In “Prometheus”, Shelley conceived a colossal work of art, and sketched out the main figures on a scale of surpassing magnificence. While painting in these figures, he seems to reduce their proportions too much to the level of earthly life. He quits his god-creating, heaven-compelling throne of mythopoeic inspiration, and descends to a love-story of Asia and Prometheus. In other words, he does not sustain the visionary and primeval dignity of these incarnated abstractions; nor, on the other hand, has he so elaborated their characters in detail as to give them the substantiality of persons. There is therefore something vague and hollow in both figures. Yet in the subordinate passages of the poem, the true mythopoeic faculty — the faculty of finding concrete forms for thought, and of investing emotion with personality — shines forth with extraordinary force and clearness. We feel ourselves in the grasp of a primitive myth-maker while we read the description of Oceanus, and the raptures of the Earth and Moon.

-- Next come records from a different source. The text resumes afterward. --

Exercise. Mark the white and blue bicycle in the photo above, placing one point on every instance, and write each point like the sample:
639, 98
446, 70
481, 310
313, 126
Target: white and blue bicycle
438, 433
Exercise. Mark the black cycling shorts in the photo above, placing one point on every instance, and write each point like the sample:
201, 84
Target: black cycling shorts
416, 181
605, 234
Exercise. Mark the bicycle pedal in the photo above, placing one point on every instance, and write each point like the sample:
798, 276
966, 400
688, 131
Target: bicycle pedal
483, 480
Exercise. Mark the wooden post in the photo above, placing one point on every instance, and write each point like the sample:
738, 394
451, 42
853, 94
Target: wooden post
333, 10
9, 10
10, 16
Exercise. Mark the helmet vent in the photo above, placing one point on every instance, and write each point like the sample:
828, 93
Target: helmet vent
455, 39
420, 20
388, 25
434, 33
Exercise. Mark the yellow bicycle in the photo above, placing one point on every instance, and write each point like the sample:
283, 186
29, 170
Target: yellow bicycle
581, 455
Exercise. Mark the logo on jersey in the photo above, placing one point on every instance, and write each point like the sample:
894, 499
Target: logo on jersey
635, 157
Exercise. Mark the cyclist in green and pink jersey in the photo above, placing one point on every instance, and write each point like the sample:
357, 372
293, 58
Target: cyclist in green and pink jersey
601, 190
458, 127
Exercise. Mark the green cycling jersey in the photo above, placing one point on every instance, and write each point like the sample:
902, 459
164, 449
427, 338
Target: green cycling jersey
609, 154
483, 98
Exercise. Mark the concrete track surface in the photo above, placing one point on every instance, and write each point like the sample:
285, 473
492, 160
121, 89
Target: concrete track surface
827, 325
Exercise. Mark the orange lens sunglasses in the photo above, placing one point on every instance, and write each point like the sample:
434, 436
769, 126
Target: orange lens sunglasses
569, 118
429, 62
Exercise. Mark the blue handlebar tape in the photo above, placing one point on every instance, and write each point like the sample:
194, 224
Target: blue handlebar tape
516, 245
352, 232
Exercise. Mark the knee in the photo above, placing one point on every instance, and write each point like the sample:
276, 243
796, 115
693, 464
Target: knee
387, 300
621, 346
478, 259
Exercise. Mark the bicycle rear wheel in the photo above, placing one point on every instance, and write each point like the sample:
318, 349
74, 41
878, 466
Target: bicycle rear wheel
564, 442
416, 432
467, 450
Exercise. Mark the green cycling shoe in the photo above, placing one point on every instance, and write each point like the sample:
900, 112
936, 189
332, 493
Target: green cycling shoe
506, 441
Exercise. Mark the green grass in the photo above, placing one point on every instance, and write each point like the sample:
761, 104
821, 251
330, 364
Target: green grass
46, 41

A genuine liking for “Prometheus Unbound” may be reckoned the touch-stone of a man’s capacity for understanding lyric poetry. The world in which the action is supposed to move, rings with spirit voices; and what these spirits sing, is melody more purged of mortal dross than any other poet’s ear has caught, while listening to his own heart’s song, or to the rhythms of the world. There are hymns in “Prometheus”, which seem to realize the miracle of making words, detached from meaning, the substance of a new ethereal music; and yet, although their verbal harmony is such, they are never devoid of definite significance for those who understand. Shelley scorned the aesthetics of a school which finds “sense swooning into nonsense” admirable. And if a critic is so dull as to ask what “Life of Life! thy lips enkindle” means, or to whom it is addressed, none can help him any more than one can help a man whose sense of hearing is too gross for the tenuity of a bat’s cry. A voice in the air thus sings the hymn of Asia at the moment of her apotheosis: —
Life of Life! thy lips enkindle
With their love the breath between them;
And thy smiles before they dwindle
Make the cold air fire; then screen them
In those looks where whoso gazes
Faints, entangled in their mazes.
Child of Light! thy limbs are burning
Through the vest which seems to hide them,
As the radiant lines of morning
Through the clouds, ere they divide them;
And this atmosphere divinest
Shrouds thee whereso’er thou shinest.
Fair are others; none beholds thee.
But thy voice sounds low and tender,
Like the fairest, for it folds thee
From the sight, that liquid splendour,
And all feel, yet see thee never,
As I feel now, lost for ever!
Lamp of Earth! where’er thou movest
Its dim shapes are clad with brightness,
And the souls of whom thou lovest
Walk upon the winds with lightness,
Till they fail, as I am failing,
Dizzy, lost, yet unbewailing!
It has been said that Shelley, as a landscape painter, is decidedly Turneresque; and there is much in “Prometheus Unbound” to justify this opinion. The scale of colour is light and aerial, and the darker shadows are omitted. An excess of luminousness seems to be continually radiated from the objects at which he looks; and in this radiation of many-coloured lights, the outline itself is apt to be a little misty. Shelley, moreover, pierced through things to their spiritual essence. The actual world was less for him than that which lies within it and beyond it. “I seek,” he says himself, “in what I see, the manifestation of something beyond the present and tangible object.” For him, as for the poet described by one of the spirit voices in “Prometheus”, the bees in the ivy-bloom are scarcely heeded; they become in his mind, —
Forms more real than living man,
Nurslings of immortality.
And yet who could have brought the bees, the lake, the sun, the bloom, more perfectly before us than that picture does? (Forman, volume 2 page 181.) What vignette is more exquisitely coloured and finished than the little study of a pair of halcyons in the third act? (Forman, volume 2 page 231.) Blake is perhaps the only artist who could have illustrated this drama. He might have shadowed forth the choirs of spirits, the trailing voices and their thrilling songs, phantasmal Demorgorgon, and the charioted Hour. Prometheus, too, with his “flowing limbs,” has just Blake’s fault of impersonation — the touch of unreality in that painter’s Adam.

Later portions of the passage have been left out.